New Plan Aims To Move Brooklyn’s Culture Forward By Retaining Its Artistic Character

New Plan Aims To Move Brooklyn’s Culture Forward By Retaining Its Artistic Character
Photo courtesy of Bosc d'Anjou.
Photo courtesy of Bosc d’Anjou.

A new plan lays out a vision of how to keep Downtown Brooklyn’s place as an artistic hotbed amidst the massive change currently enveloping the area.

Culture Forward, a new plan released by the Downtown Brooklyn Partnership and the Downtown Brooklyn Arts Alliance after consultation with over 100 community stakeholders, lays out 13 specific points on how to maintain and improve Brooklyn’s status as a hub of the arts by focusing on zoning and development initiatives to attract and retain various elements of the artistic community.

“Culture Forward is an innovative blueprint for the City of New York and community stakeholders to reinvest in longtime arts supporters by providing affordable artist studios, particularly in neighborhoods like Fort Greene that are undergoing rapid gentrification,” said Council Member Laurie Cumbo, who is a member of the Committee on Cultural Affairs.

31 Lafayette Avenue is a potential target for development. (Courtesy Downtown Brooklyn Partnership)
31 Lafayette Avenue is a potential target for development. (Courtesy Downtown Brooklyn Partnership)

Among the proposed changes would be alterations to land-use policy which would promote the development of more cultural spaces.
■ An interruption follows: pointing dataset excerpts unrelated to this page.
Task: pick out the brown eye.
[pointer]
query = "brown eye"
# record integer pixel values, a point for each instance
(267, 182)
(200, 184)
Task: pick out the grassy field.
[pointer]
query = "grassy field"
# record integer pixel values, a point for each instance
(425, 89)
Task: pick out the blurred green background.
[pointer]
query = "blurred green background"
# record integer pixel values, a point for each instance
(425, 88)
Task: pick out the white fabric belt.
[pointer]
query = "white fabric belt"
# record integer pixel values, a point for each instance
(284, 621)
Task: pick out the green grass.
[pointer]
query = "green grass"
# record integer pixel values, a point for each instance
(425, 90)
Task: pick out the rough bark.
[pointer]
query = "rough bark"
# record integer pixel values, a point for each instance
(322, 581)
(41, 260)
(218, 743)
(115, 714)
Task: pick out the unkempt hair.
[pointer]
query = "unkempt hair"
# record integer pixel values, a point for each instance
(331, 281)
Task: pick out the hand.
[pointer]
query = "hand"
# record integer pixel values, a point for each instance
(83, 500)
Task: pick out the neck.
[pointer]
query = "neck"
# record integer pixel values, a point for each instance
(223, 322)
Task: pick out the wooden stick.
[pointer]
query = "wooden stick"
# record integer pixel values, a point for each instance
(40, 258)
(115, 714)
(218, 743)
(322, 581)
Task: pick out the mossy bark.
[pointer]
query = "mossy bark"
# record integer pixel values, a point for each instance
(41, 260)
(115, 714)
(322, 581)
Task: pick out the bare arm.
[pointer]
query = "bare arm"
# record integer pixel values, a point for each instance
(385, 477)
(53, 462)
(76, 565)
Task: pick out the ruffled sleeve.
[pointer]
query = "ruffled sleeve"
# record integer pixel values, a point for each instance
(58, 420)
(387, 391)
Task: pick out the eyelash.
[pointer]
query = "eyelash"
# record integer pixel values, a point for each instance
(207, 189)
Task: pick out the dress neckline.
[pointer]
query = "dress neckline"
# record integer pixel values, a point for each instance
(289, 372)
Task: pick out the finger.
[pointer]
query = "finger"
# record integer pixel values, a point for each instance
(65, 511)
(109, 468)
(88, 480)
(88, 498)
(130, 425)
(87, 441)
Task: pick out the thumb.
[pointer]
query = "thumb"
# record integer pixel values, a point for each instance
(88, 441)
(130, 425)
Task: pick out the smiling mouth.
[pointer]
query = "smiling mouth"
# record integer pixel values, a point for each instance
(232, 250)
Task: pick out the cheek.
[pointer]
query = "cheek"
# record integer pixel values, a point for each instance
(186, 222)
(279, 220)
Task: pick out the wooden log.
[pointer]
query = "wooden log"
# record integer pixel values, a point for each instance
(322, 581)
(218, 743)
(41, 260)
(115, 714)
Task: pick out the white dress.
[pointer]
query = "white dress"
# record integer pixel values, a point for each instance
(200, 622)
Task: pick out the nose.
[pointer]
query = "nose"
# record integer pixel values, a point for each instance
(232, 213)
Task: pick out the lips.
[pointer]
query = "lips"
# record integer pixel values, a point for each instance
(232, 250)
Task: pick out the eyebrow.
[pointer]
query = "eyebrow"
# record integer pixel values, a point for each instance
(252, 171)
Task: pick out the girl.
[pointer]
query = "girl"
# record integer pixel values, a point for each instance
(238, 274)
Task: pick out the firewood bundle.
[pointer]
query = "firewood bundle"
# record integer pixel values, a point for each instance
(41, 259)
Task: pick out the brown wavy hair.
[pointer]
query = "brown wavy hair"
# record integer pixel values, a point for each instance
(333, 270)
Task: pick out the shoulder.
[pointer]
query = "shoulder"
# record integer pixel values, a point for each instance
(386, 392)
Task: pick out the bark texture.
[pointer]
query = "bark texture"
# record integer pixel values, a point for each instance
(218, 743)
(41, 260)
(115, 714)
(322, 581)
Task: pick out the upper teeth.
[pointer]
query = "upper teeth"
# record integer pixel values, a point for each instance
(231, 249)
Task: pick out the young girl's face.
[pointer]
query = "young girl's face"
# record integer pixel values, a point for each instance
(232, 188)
One idea in Culture Forward is to have the city “explore” using underutilized spaces as potential studios, including 31 Lafayette Avenue (between St. Felix Street and Ashland Place). Additionally, another proposition series of affordable housing seminars aimed at encouraging creatives to apply for said housing would induce them to live in the neighborhood.

Finally, Culture Forward envisions a contest to design a “series of artistic markers” signaling cultural focal points in the area.

“By encouraging the development of live/work space and housing for artists while activating our public spaces to better showcase our artistic Brooklynites, Culture Forward will help this borough become a more affordable, attractive destination for talented men and women from around the world who want to achieve their vision,” said Brooklyn Borough President Eric Adams.

The full list of the proposed 13 initiatives are each titled as follows:

  1. Developing affordable artist workspaces to ensure artists can work and produce locally
  2. Ensuring artists have access to affordable housing
  3. Offering holistic support to ensure artists can succeed fully within the area
  4. Building the future arts leaders of tomorrow through cultural fellowships
  5. Building a framework for inter-board sharing and learning
  6. Developing a comprehensive plan to infuse the area with public art
  7. Staging regular performances within public spaces
  8. Cultivating broad, ongoing, engaged participation and collaboration through the creation of an area festival
  9. Ensuring media access and visibility for cultural organizations and activities in the area
  10. Enhancing digital capabilities
  11. Creating and curating linkages between neighborhoods and destinations
  12. Building capacity for the Downtown Brooklyn Arts Alliance
  13. Creating and fundraising for a Downtown Brooklyn cultural investment fund

Rapid construction particularly concentrated in and near the Barclays Center, is changing the fabric of Downtown Brooklyn and Fort Greene, but many of the new developments contemplate the existing artistic infrastructure.

As the Times reports:

An anchor of the area, the BAM Fisher, a 250-seat theater on Ashland Place, completed in 2012, will soon be joined by BAM Strong, a new arts complex with permanent exhibition space. (It will connect the BAM Harvey Theater (at 651 Fulton Street) with a vacant site (653 Fulton Street) and the ground floor of a high-rise condominium at 230 Ashland Place.
A striking new building under construction at 300 Ashland — designed by Enrique Norten and developed by Two Trees — will feature 50,000 square feet of cultural space (as well as close to 400 apartments, 20 percent of which are to be designated as affordable).
The tower is to include the Museum of Contemporary African Diasporan Arts, known as MoCADA; 651 Arts; a new branch of the Brooklyn Public Library; and the BAM Karen, named after Ms. Hopkins, which will have three screens for BAM Cinemas and the academy’s archive.
The Center for Fiction’s new home, in a 10-story building at 280 Ashland developed by Jonathan Rose, will also include more studios for Mark Morris and house the first Brooklyn location for the chef Tom Colicchio’s sandwich shop chain, ’wichcraft.
The Ashland, developed by David L. Picket at 250 Ashland, will have 8,000 square feet of cultural space (as well as a food hall in its base), including rehearsal studios for Theater for a New Audience.

“We don’t want it to feel like Anywhere U.S.A.,” former Brooklyn Academy of Music (B.A.M.) President Karen Brooks Hopkins told the New York Times, before adding, “we want it to be chaotic.”